Versión emotiva y convincente del torero de Tlaxcala con un toro descaradísimo y de original aire de Valdefresno
Adrian Salenc, casi a placer con un vibrante santacoloma
Bayona, 31 ago. (COLPISA, Barquerito)
Sábado, 31 de agosto de 2019. Bayona. 2ª de la Feria del Atlántico. Estival, nublado. 4.500 Almas. Dos horas y media de función. Corrida de seis espadas y concurso de ganaderías. Por orden de lidia, toros de Murube (José Murube), Valdefresno (José Enrique y Nicolás Fraile), El Retamar (José Luis Pinto), José Cruz (Rafael Cruz), Los Maños (José Marcuello) y Pedrés (Pedro Martínez).
López Chaves, saludos tras aviso. Sergio Flores, una oreja y dos clamorosas vueltas al ruedo. Miguel Ángel Pacheco, que sustituyó a Tomás Campos, silencio.
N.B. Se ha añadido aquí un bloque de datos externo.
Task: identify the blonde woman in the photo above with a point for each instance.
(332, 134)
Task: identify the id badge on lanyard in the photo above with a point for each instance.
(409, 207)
Juan Ortega, saludos. Adrien Salenc, dos orejas –entregó la segunda, protestada, a Sergio Flores- Dorian Canton, aplausos. Brega notable de Roberto Jarocho con el toro de Valdefresno, al que Tito Robledo prendió dos pares de ejecución y méritos nada comunes.
La primera concurso en la historia de Lachepaillet fue en realidad una corrida de seis hierros. Y de seis encastes distintos. Y de seis toros de dispar condición. Y, además, corrida de seis espadas. No se atendió a las estrictas reglas de las concurso francesas, y eso fue en beneficio del espectáculo, porque lo despojó de los fastidiosos espacios muertos que conllevan. Se picó los seis toros en el mismo terreno y no hubo reclamación para que tomara ninguno una tercera vara. No hubo lugar.